励起光学系30は、光源部21からチップ保持部12に保持された状態の分析チップ50のプリズム51まで励起光αを案内する。この励起光学系30は、励起光αの偏光方向を変更する偏光方向調整部31と、励起光αのビームの輪郭形状等を調整する整形光学系32と、励起光αのプリズム51内への入射経路を変更して金属膜55における励起光αの反射位置や金属膜55に対する励起光αの入射角θを変更する入射経路調整部35と、を有する。
偏光方向調整部31は、1/2波長板33と、この1/2波長板33を回転させる回転駆動部34と、を有する。

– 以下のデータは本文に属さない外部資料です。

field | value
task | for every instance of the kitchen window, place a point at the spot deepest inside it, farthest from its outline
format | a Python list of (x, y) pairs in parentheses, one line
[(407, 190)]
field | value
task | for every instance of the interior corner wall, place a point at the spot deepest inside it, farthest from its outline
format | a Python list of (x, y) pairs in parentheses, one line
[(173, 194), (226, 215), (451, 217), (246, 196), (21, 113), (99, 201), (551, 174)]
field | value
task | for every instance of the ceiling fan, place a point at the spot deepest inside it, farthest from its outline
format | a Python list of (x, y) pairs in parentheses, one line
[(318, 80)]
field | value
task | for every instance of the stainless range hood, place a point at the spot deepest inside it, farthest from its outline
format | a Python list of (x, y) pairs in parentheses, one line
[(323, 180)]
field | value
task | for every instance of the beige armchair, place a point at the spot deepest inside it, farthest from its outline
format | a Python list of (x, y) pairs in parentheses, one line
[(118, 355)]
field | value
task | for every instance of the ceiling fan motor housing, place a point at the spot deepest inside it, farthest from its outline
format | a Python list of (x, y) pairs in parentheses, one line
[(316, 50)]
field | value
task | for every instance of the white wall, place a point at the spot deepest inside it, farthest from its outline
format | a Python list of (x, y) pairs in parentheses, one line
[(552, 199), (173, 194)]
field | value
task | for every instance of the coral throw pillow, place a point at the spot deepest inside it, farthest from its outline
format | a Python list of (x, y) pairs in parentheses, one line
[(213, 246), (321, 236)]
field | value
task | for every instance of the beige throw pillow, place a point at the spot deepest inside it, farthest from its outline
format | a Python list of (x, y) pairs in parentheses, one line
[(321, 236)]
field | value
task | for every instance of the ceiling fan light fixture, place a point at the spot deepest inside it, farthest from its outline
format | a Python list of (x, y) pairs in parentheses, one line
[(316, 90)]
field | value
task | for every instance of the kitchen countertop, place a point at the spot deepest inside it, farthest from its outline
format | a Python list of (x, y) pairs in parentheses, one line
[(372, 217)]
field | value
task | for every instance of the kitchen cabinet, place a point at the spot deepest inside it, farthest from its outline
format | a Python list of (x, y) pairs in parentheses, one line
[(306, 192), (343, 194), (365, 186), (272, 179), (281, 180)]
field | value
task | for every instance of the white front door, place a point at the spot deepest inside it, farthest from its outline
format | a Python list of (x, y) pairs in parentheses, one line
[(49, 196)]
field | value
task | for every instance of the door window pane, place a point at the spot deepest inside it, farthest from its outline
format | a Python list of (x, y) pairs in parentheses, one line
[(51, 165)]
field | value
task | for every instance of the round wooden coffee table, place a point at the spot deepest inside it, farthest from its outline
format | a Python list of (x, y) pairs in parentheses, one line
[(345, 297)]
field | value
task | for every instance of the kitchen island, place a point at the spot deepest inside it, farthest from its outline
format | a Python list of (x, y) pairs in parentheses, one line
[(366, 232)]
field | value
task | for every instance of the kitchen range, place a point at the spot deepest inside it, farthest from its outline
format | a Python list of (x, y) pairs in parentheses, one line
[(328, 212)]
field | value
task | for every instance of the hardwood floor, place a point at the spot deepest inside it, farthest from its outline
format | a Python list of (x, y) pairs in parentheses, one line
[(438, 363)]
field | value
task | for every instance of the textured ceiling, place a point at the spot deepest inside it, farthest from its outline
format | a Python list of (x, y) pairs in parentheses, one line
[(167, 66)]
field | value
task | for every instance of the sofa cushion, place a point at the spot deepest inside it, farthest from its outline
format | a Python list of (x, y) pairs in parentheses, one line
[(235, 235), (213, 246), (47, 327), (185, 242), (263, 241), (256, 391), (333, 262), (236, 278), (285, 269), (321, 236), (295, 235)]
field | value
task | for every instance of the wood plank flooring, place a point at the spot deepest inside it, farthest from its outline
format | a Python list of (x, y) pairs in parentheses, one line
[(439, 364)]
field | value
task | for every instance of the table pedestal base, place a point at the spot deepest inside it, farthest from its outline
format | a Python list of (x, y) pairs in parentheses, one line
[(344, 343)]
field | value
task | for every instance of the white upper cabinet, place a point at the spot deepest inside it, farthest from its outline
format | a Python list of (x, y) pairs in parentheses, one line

1/2波長板33は、励起光学系30の光路上に配置され、励起光αの偏光方向を連続的に回転させる偏光回転子として用いられる。回転駆動部34は、1/2波長板33を回転させることにより、金属膜55に対する励起光αの偏光方向を回転させる。本実施形態の回転駆動部34は、ステップモーターを有し、制御処理部14からの指示信号に基づいてステップモーターを駆動して1/2波長板33を回転させる。このように1/2波長板33が回転すると、第1整波部24において直線偏光された励起光αの偏光方向が回転する。これにより、金属膜55に入射する励起光αにおけるP波成分の量とS波成分の量とが変化する。即ち、回転駆動部34が1/2波長板33を回転させることにより、金属膜55においてエバネッセント波が最大限しみ出す条件(即ち、金属膜55の表面55a近傍に形成される増強電場の電場増強度が最大となる条件)から全くしみ出さない条件(即ち、金属膜55の表面55a近傍に増強電場が全く形成されない条件)まで偏光方向を自在に変化させることが可能となる。
整形光学系32は、金属膜55における励起光αの照射領域の輪郭が所定の直径を有する円形になるように、スリットやズーム機能等によって励起光αのビームサイズやビームの輪郭形状を調整する。尚、本実施形態の金属膜55における励起光αの照射領域は、光測定部40における測定領域よりも小さくなるように調整される(図10(B)参照)。これにより、金属膜55における励起光αの照射領域が僅かにずれても、表面プラズモン共鳴及びこの表面プラズモン共鳴に基づく増強電場に起因する光を光測定部40が測定することができる。
入射経路調整部35は、光源部21からの励起光αを反射する反射部材36と、この反射部材36を駆動する反射部材駆動部(駆動部)37とを有する。
反射部材36は、励起光αを反射する反射面36aを有する。本実施形態の反射部材36は、反射鏡である。この反射部材36では、反射面36aに入射する前の励起光αと、当該反射面36aによって反射された後の励起光αと、において位相のずれや減光等が生じない誘電体多層膜(詳しくは、励起光波長においてP波成分とS波成分とのいずれとも波長依存性をなくした誘電体多層膜)が反射面36a上に成膜されている。これにより、当該分析装置10における検体の検出精度及び感度が向上する。
また、反射部材36の裏面36bには、励起光αを反射することなく吸収する無反射光吸収物質が貼り付けられている。無反射吸収物質は、例えば、吸収型NDフィルム、植毛布等である。
反射部材駆動部37は、ステージ37aと、このステージ37aに設けられ、反射部材36を支持すると共に回転駆動する回転駆動機構(図示省略)と、ステージ37aを往復駆動する往復駆動機構(図示省略)と、を有する。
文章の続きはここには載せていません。